6. Sundown, Sundown (1968)
You get a touch more Lee than Nancy, but she gets the best moment in the song – the staccato: “Come on, come on, come on, come on back to me,” at the end of the chorus. And what a tune this is: atmospheric, thrilling, emotionally intense; an epic condensed into 162 seconds.
5. Sugar Town (1966)
An inveterate mischief-maker, Hazlewood wasn’t a drug user, but nevertheless wrote a song about the joys of LSD, gave the track to Frank Sinatra’s daughter – an improbable acid proselyte – then watched it reach No 1 on the easy listening chart. One suspects this was due more to the delightful tune than Sugar Town’s sentiment.
4. You Only Live Twice (1967)
Sinatra was a distinct pivot away from the style of the previous Bond theme singers, Tom Jones and Shirley Bassey. Lucky enough to get one of the best Bond themes, she was also smart enough to re-record the single version in noticeably more voguish style, with Hazlewood producing and Billy Strange arranging.
3. Summer Wine (1966)
Bafflingly relegated to a B-side, this is the quintessential Nancy and Lee duet. Dramatic, slightly hallucinatory and blessed with a wonderful tune, it involves a mysterious traveller and an even more mysterious femme fatale. This time, she robs him blind, but – of course – he would happily come back for more. Marvellous.
2. These Boots Are Made for Walkin’ (1965)

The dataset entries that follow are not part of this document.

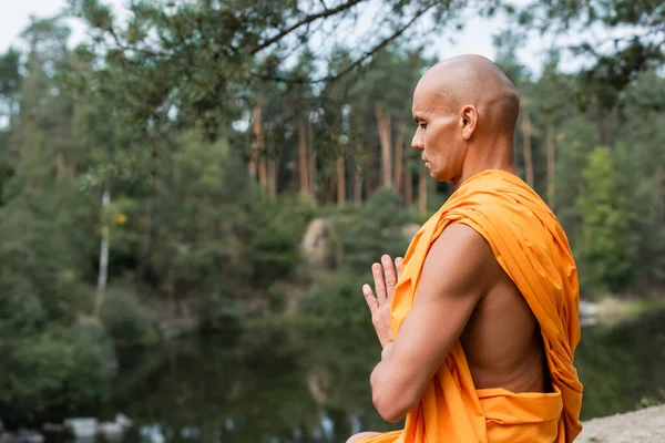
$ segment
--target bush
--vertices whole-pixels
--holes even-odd
[[[371,272],[337,272],[303,301],[303,312],[337,322],[368,320],[369,308],[362,296],[362,284],[372,284]]]
[[[92,322],[6,339],[0,414],[24,423],[51,410],[91,405],[110,393],[114,368],[113,342]]]
[[[160,340],[157,316],[127,289],[108,289],[101,319],[117,346],[149,346]]]
[[[406,254],[409,239],[402,234],[402,227],[409,218],[399,202],[399,195],[392,189],[380,189],[360,210],[342,240],[345,262],[352,272],[369,269],[383,254],[392,258]]]
[[[221,289],[198,297],[196,320],[202,332],[235,329],[241,311],[235,305],[231,290]]]

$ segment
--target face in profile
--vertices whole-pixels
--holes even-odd
[[[461,176],[466,157],[464,119],[452,103],[422,86],[419,84],[413,93],[412,113],[418,128],[411,146],[420,151],[433,179],[452,182]]]

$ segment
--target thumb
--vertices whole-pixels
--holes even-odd
[[[397,257],[395,259],[395,267],[397,268],[397,279],[399,280],[399,276],[401,275],[401,266],[403,259],[401,257]]]

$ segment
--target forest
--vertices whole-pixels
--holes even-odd
[[[374,39],[311,43],[375,3]],[[521,95],[515,158],[582,297],[664,296],[662,2],[145,1],[121,22],[72,0],[0,54],[0,415],[102,401],[116,350],[174,329],[368,321],[369,266],[451,192],[410,147],[411,94],[437,62],[418,35],[464,8],[513,18],[494,61]],[[518,58],[538,32],[589,25],[631,32],[553,48],[538,75]],[[571,56],[591,62],[563,71]]]

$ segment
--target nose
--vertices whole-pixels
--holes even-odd
[[[424,150],[424,144],[422,143],[422,135],[420,134],[420,128],[416,130],[416,134],[413,134],[413,138],[411,138],[411,147],[418,151]]]

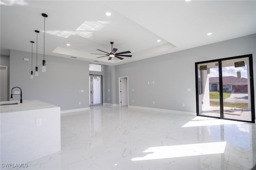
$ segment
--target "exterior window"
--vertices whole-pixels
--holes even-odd
[[[203,94],[203,70],[198,71],[198,93]]]
[[[90,71],[102,71],[102,66],[100,64],[89,64],[89,70]]]

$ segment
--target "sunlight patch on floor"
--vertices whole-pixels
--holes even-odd
[[[134,158],[131,160],[151,160],[222,153],[224,152],[226,144],[226,142],[220,142],[150,147],[143,152],[152,153],[149,153],[144,157]]]

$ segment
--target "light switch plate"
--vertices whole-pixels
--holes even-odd
[[[36,122],[37,126],[42,125],[42,119],[36,119]]]

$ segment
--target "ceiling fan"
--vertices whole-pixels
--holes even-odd
[[[108,58],[108,60],[110,60],[112,59],[112,57],[116,57],[118,59],[119,59],[120,60],[122,60],[123,59],[124,59],[122,57],[120,57],[120,56],[121,57],[131,57],[132,55],[123,55],[123,54],[126,54],[127,53],[131,53],[131,52],[130,51],[124,51],[124,52],[122,52],[121,53],[116,53],[116,51],[117,51],[118,49],[115,49],[115,48],[113,48],[113,44],[114,44],[114,42],[110,42],[110,44],[111,44],[111,50],[112,51],[110,52],[110,53],[107,53],[106,52],[103,51],[102,50],[100,50],[98,49],[97,49],[97,50],[98,50],[99,51],[103,52],[104,53],[105,53],[107,54],[95,54],[95,53],[91,53],[91,54],[98,54],[98,55],[105,55],[104,56],[101,56],[101,57],[96,57],[96,58],[100,58],[100,57],[106,57],[106,56],[109,56],[109,58]]]

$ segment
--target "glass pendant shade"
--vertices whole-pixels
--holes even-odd
[[[31,74],[30,75],[30,78],[33,79],[33,71],[31,71]]]
[[[36,67],[36,72],[35,73],[35,76],[38,76],[38,68]]]
[[[42,64],[42,72],[45,72],[46,70],[46,65],[45,64],[45,60],[43,60],[43,64]]]
[[[31,72],[30,72],[30,78],[33,79],[33,44],[35,42],[32,41],[31,41],[31,45],[32,45],[32,50],[31,50]]]

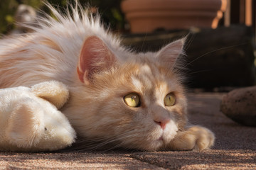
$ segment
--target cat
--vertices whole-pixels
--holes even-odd
[[[208,129],[187,119],[180,73],[185,39],[137,53],[76,3],[38,17],[33,33],[0,40],[0,88],[57,80],[69,87],[61,109],[78,135],[140,150],[202,150]]]

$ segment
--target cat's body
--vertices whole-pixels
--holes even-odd
[[[183,40],[158,52],[136,54],[120,45],[85,12],[43,19],[26,36],[0,40],[0,88],[57,80],[69,86],[62,108],[78,135],[124,148],[203,149],[214,135],[188,127],[186,98],[176,61]],[[124,98],[136,94],[139,104]],[[171,106],[164,101],[174,96]],[[132,101],[133,99],[132,98]]]

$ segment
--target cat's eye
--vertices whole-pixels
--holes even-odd
[[[175,105],[176,99],[173,93],[170,93],[165,96],[164,99],[164,105],[166,106],[172,106]]]
[[[140,100],[138,94],[132,93],[129,94],[124,97],[124,103],[132,107],[136,108],[140,106]]]

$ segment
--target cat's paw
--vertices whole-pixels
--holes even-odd
[[[175,150],[203,150],[212,147],[214,140],[214,134],[208,129],[192,126],[178,132],[167,147]]]

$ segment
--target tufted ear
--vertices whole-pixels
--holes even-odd
[[[99,38],[87,38],[83,43],[79,57],[78,74],[81,82],[90,84],[93,74],[110,68],[116,60],[114,55]]]
[[[169,67],[173,67],[178,57],[184,55],[185,41],[186,38],[168,44],[157,52],[156,57],[161,63],[168,64]]]

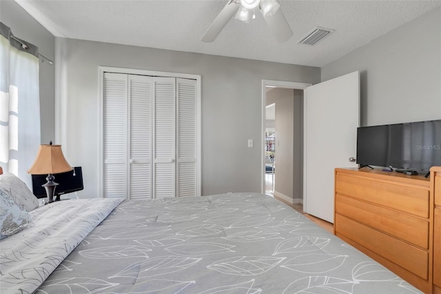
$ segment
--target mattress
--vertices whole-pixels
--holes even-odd
[[[71,199],[0,242],[0,292],[416,293],[262,194]]]

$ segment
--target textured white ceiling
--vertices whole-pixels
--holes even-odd
[[[4,1],[4,0],[0,0]],[[262,15],[201,38],[227,0],[16,0],[57,37],[323,66],[441,5],[440,1],[279,1],[294,36],[279,43]],[[336,30],[314,46],[316,26]]]

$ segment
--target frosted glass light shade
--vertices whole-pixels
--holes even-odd
[[[28,170],[31,175],[65,173],[72,167],[63,155],[61,145],[41,144],[32,166]]]
[[[237,10],[237,12],[236,12],[234,18],[236,19],[245,21],[247,23],[249,23],[249,10],[243,6],[240,6],[239,10]]]
[[[260,0],[240,0],[240,4],[242,6],[247,9],[253,9],[259,5]]]
[[[262,0],[260,1],[262,14],[264,17],[272,15],[280,8],[280,4],[276,0]]]

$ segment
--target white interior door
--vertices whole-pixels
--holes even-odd
[[[305,91],[304,210],[334,223],[334,170],[356,167],[360,75],[354,72]]]

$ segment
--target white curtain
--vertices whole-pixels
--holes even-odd
[[[38,48],[0,24],[0,166],[32,188],[26,170],[41,142]]]

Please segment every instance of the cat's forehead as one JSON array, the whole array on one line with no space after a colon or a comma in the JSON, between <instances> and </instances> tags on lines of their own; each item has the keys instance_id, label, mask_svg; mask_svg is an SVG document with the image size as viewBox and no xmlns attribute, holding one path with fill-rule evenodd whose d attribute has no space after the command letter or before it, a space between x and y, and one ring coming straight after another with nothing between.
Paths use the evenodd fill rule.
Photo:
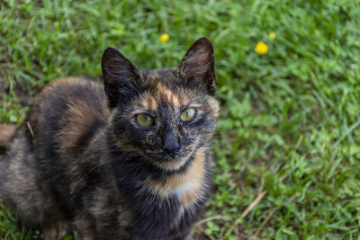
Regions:
<instances>
[{"instance_id":1,"label":"cat's forehead","mask_svg":"<svg viewBox=\"0 0 360 240\"><path fill-rule=\"evenodd\" d=\"M147 111L153 111L165 103L175 110L182 109L192 99L191 91L179 84L176 68L149 70L142 73L147 91L136 103Z\"/></svg>"}]
</instances>

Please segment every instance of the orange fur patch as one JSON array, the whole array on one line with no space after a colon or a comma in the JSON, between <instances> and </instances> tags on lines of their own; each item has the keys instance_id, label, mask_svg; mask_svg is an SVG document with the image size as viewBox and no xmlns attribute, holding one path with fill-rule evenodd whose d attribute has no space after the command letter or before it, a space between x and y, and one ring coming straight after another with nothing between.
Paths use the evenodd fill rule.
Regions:
<instances>
[{"instance_id":1,"label":"orange fur patch","mask_svg":"<svg viewBox=\"0 0 360 240\"><path fill-rule=\"evenodd\" d=\"M164 182L148 179L146 184L155 194L167 198L177 194L181 206L187 208L201 198L203 175L205 173L204 148L200 148L187 171L168 177Z\"/></svg>"}]
</instances>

Why did These Boots finally turn Sinatra into a star? It’s a killer song, superbly produced, landing somewhere between garage-esque folk rock, the tougher end of the girl group spectrum and easy listening. But, ultimately, it’s her performance: she sings it like it’s the song she has been waiting for, which of course it was.
1. Some Velvet Morning (1967)
As anyone familiar with his solo oeuvre knows, Hazlewood was an innately strange writer. Some Velvet Morning was the moment in Sinatra’s career when he gave his weirdness full flight. No one, including its author, has come up with a convincing explanation of what it’s about, or who Sinatra’s character, Phaedra, is meant to be. Ethereal spirit? Alluring hippy maiden? Something more sinister? Beyond its enigmatic qualities, its enduring appeal lies in what an incredible song it is: beautiful but unsettling, fabulously arranged, with a shifting time signature. Whatever her role is, Sinatra plays it perfectly.